Les saisons défilèrent ; il y avait les étés à Lardières, avec Mamie et les petits Gille ; et les étés rue de France, à Nice ; il y avait les hivers et les départs pour Saint François, chaîner la 403, rouler sur la neige, dans le blizzard, pour nous conduire, seule, sans encombres, jusqu’au pied du Montjoie. Et le lendemain, glisser avec prudence, sur des pistes bleues, effrayée par tes enfants qui te frôlent en riant, un peu narquois, et qui  filent vers la Noire du Grand Schuss, sur laquelle jamais tu ne te risquas, ma chère Maman !

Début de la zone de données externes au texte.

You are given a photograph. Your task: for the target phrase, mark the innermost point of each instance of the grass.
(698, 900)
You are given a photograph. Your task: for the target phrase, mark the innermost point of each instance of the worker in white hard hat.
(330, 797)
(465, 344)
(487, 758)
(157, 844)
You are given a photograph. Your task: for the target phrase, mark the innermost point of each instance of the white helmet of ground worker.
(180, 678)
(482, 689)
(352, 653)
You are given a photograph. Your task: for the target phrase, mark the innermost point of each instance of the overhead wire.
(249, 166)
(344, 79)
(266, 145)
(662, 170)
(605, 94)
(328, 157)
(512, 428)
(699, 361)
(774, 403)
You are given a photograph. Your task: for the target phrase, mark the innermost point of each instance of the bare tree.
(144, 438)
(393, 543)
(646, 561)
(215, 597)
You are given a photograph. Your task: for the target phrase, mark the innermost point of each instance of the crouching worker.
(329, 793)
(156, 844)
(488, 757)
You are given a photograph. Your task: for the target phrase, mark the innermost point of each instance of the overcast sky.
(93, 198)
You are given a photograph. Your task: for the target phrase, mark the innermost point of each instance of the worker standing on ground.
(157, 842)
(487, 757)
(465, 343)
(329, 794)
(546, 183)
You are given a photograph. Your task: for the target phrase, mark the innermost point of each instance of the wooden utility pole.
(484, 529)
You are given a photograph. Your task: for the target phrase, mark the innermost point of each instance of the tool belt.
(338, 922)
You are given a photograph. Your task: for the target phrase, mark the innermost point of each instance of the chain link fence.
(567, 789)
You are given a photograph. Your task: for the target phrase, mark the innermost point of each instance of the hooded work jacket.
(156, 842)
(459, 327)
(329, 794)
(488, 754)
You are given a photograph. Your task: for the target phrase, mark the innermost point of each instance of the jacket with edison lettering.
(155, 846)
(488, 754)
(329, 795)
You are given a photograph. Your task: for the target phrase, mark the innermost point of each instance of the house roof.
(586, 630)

 Puis il y eut Odile, la belle-fille de ton cœur, et les gendres, Jean-Marc, Loïc, Bernard, Etienne, et à Saint Pancrace, les tablées et les baignades bruyantes, les Marciani, les cousins Crouzatier, les Viguier, les Granon, les Gille, les Charlier, les Godon, Jean-Michel, Françoise et les petites Massa de Rennes, Andrée et François, Monique, Hélène, Gabriel…

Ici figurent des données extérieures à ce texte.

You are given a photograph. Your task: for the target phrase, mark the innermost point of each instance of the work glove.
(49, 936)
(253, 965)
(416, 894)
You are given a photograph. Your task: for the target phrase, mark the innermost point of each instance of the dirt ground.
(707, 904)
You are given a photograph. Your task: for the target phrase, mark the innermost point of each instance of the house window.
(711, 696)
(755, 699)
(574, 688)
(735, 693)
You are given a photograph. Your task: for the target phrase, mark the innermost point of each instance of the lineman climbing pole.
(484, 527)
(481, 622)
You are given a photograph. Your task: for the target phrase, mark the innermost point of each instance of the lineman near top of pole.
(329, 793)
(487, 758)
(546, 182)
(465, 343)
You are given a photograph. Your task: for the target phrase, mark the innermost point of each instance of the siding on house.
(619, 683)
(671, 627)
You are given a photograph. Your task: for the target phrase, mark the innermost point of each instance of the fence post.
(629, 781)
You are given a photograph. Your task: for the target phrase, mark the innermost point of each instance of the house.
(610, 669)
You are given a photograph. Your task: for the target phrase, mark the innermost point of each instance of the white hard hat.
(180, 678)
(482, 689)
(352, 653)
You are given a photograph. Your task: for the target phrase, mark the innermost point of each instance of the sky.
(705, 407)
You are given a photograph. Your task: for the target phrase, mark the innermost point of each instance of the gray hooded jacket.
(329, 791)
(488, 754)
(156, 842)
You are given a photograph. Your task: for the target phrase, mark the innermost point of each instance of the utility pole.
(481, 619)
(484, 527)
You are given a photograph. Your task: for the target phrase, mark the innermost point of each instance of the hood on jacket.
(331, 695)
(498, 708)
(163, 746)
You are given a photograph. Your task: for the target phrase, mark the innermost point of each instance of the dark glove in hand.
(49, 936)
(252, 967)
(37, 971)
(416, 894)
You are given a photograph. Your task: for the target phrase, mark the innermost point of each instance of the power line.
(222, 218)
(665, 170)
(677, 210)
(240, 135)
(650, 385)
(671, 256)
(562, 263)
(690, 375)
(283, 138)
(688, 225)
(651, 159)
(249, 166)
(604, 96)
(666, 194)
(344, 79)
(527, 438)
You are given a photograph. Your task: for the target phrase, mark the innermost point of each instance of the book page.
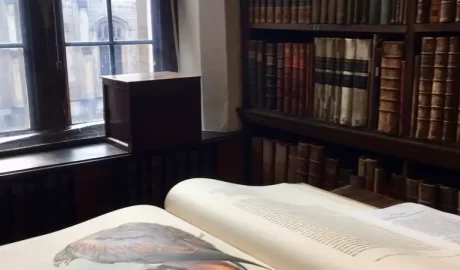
(291, 226)
(424, 220)
(134, 238)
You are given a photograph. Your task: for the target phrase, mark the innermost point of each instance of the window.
(53, 52)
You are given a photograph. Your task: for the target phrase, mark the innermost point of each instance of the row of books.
(328, 11)
(438, 11)
(280, 162)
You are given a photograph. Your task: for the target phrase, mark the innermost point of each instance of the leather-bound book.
(374, 11)
(331, 12)
(302, 12)
(316, 11)
(360, 104)
(287, 10)
(428, 195)
(412, 187)
(390, 87)
(257, 4)
(435, 11)
(348, 81)
(447, 13)
(268, 161)
(340, 12)
(257, 160)
(323, 12)
(371, 165)
(294, 11)
(288, 57)
(252, 72)
(398, 187)
(439, 88)
(270, 11)
(303, 162)
(295, 79)
(302, 83)
(316, 165)
(280, 77)
(292, 164)
(270, 79)
(451, 94)
(422, 11)
(263, 11)
(281, 162)
(425, 87)
(331, 174)
(448, 199)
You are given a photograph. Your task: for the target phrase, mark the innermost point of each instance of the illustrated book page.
(292, 226)
(134, 238)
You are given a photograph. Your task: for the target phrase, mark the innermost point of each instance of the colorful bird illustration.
(155, 246)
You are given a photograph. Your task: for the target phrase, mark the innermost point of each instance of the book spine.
(287, 11)
(288, 47)
(270, 80)
(280, 77)
(360, 103)
(439, 88)
(261, 73)
(452, 92)
(390, 92)
(302, 83)
(347, 82)
(295, 79)
(425, 87)
(279, 11)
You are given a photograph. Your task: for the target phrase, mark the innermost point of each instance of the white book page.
(292, 226)
(133, 238)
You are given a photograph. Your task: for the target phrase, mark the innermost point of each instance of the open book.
(209, 224)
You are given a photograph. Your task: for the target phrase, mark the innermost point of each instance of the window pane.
(14, 112)
(85, 20)
(85, 66)
(133, 59)
(10, 27)
(132, 20)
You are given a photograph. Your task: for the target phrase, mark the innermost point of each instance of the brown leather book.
(331, 174)
(448, 199)
(292, 164)
(425, 87)
(452, 92)
(268, 159)
(412, 187)
(288, 57)
(279, 11)
(435, 11)
(447, 13)
(303, 162)
(371, 165)
(281, 162)
(302, 84)
(295, 79)
(390, 87)
(257, 160)
(398, 187)
(438, 88)
(316, 164)
(263, 11)
(280, 77)
(428, 195)
(287, 10)
(324, 9)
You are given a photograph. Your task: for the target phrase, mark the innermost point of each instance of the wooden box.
(152, 111)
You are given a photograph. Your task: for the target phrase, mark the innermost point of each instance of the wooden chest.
(152, 111)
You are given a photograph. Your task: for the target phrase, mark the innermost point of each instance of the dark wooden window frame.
(46, 72)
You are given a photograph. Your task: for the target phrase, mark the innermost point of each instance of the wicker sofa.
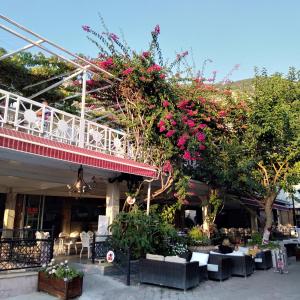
(263, 260)
(241, 265)
(180, 275)
(210, 267)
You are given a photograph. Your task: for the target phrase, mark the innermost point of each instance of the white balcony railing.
(23, 114)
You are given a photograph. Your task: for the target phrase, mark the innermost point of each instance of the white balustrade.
(26, 115)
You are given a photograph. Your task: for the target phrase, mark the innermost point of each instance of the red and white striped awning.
(27, 143)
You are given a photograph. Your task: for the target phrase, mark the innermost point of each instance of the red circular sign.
(110, 256)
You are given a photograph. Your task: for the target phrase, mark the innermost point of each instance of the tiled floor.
(262, 285)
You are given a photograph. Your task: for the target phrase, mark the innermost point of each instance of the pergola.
(82, 66)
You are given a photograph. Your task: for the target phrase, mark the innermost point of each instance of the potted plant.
(60, 280)
(198, 240)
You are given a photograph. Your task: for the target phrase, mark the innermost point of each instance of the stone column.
(112, 201)
(66, 225)
(254, 224)
(9, 213)
(205, 212)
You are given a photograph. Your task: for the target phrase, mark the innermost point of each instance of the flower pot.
(203, 249)
(58, 287)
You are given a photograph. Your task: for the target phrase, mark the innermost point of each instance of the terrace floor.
(262, 285)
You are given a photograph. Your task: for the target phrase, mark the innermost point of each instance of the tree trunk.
(269, 200)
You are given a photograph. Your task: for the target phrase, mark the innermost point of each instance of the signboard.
(102, 225)
(110, 256)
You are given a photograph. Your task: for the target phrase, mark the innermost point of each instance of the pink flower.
(222, 114)
(161, 123)
(201, 137)
(113, 36)
(154, 68)
(169, 116)
(127, 71)
(166, 103)
(202, 100)
(182, 104)
(202, 126)
(191, 123)
(86, 28)
(106, 64)
(162, 128)
(90, 82)
(170, 133)
(156, 30)
(167, 167)
(146, 54)
(182, 140)
(187, 155)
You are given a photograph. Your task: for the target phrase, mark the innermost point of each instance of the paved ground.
(262, 285)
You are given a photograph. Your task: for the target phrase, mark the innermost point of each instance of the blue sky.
(260, 33)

Et, dans l’ordre de leur apparition sur la terre, tous tes petits enfants : Baptiste, Arnaud, Arthur, Thibault, Charles, Nicolas, Daphné, Ulysse-Jean, Hubert, Xavier, Benoît, Elsie, Jean-Romans, Olivier. Et les trois arrière-petites mignonnes de Clara et Baptiste : Louise et Suzanne et Rosalie…

Entre deux voyages, Maman contribuait à mettre en forme la thèse de géologie de Dominique ; entre deux voyages, ils avaient ouvert, des années auparavant, leur maison et leur cœur aux tout jeunes Pierre et Michèle et, des décennies plus tard, ce fut Aude, qui habita aussi Suresnes… Aude, qui fut raccrochée in petto à la fratrie Massa. Merci Maman, pour tout cela, merci !

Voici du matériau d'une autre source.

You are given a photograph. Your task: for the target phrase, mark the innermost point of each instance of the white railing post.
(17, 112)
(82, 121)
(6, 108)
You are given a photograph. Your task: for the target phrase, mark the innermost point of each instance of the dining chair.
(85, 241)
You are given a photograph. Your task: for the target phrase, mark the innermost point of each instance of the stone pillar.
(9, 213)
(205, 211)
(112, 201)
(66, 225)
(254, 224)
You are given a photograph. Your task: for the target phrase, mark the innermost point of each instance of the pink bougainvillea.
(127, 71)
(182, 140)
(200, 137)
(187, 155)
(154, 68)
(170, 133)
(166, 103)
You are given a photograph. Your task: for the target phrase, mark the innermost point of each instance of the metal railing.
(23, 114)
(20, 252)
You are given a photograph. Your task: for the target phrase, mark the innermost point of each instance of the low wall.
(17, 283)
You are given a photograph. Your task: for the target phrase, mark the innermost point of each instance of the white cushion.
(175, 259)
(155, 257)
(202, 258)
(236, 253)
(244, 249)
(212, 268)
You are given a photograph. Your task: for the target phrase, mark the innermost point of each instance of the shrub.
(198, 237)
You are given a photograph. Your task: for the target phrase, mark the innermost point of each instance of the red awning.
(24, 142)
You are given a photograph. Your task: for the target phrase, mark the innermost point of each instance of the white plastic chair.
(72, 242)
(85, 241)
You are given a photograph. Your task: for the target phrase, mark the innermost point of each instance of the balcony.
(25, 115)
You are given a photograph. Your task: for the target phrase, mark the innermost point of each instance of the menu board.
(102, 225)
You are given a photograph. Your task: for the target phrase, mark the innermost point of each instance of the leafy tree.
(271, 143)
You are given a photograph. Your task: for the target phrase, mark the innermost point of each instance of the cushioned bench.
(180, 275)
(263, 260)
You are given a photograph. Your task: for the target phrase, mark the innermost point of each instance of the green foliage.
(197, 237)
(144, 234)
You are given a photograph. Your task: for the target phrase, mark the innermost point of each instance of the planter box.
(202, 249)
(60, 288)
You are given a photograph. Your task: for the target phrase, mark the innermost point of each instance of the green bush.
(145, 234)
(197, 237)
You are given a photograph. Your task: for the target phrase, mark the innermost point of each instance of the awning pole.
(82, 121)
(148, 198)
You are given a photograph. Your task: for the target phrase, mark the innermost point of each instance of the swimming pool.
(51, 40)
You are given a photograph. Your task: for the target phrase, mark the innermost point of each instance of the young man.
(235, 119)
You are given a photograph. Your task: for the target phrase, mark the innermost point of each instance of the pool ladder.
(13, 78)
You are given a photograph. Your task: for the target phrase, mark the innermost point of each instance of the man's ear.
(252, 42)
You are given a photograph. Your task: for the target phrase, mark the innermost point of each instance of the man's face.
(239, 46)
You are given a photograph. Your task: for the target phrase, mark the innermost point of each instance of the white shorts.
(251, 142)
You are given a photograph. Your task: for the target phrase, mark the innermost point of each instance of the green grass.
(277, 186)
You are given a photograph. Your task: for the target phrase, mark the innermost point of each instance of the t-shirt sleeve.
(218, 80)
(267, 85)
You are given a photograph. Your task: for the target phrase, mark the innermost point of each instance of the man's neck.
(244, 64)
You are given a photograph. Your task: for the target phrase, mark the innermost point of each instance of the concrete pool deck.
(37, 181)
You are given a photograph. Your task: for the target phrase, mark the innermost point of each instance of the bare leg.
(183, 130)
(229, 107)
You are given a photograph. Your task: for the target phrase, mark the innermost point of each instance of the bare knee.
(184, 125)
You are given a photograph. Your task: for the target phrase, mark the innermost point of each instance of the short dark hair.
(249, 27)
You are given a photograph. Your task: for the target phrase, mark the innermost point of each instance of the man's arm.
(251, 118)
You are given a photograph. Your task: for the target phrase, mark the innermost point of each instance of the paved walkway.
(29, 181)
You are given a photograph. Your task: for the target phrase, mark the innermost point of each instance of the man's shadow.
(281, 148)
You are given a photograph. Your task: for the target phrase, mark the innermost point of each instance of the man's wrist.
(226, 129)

En 2010, ton cher géologue s’éteignit. Alors commença pour toi un temps du manque et de l’absence. A Garches, dans ton appartement, tu découvrais la solitude. Tu relisais les lettres que vous aviez échangées pendant plus de cinquante ans. Au fil des semaines, le vide était douloureux mais tu créas de nouveaux liens et tu rencontras le soutien et la bienveillance attentive d’Hélène Milet, devenue une amie sûre, et ta confidente.

Ta réserve m’aura laissée longtemps pensive, Maman. Mais je voyais combien tu t’inquiétais pour les tiens et comment tu faisais face. J’ai compris que tu obéissais à cette injonction qui te soutenait encore à Verneuil, de la canne au déambulateur, puis du fauteuil roulant à ton lit. D’un monde où tu régnais, en majesté, en beauté, où la maisonnée tenait sur tes épaules, où Dominique et toi, et la tribu Massa, aimantaient les amis, où tu étais au centre. De ce monde-là, où tu étais valide, au tout petit monde de l’EHPAD, où certains résidents t’appelaient « la star », où tu devins surtout cette dame émouvante, désarmée, dont le visage s’éclairait aux côtés de ses nouveaux compagnons de vie. A La Vernoline, Maman se lia aux personnes qui prenaient soin d’elle et la serraient dans leurs bras ; elle échangeait des sourires avec les autres résidents. Elle s’adapta aux rituels simples d’une vie communautaire où certes vous aviez perdu l’autonomie, mais où la fraternité émergeait joliment. Et les attentions d’Hélène Gaudriot et son talent pour les écrire, et les cartes des quatre coins de France et du monde, postées par tes petits-enfants, et Monsieur Leroy, Jeannot, Germaine, Madame Morvan, Huguette, Madame Diot, Monsieur Hiis, Alfred, la grand-mère de Sabine, Madame Bellot, Madame Lespiau…

Au crépuscule de ta vie, moi qui t’avais tant agacée, à parler encore et encore, et trop…, tu me laissas sans voix ; je restai muette, et admirative, car là, à Verneuil, comme tout au long de ta longue vie, tu continuais d’appliquer à la lettre ton exigeante injonction, peut-être contestable, mais qu’à t’entendre si souvent dire, chacun des tiens avait faite sienne :

« PRENDS SUR TOI, il faut prendre sur soi ! »

Merci Maman, pour tout, merci.

                                                                                                                                 Verneuil, le 20 avril 2019.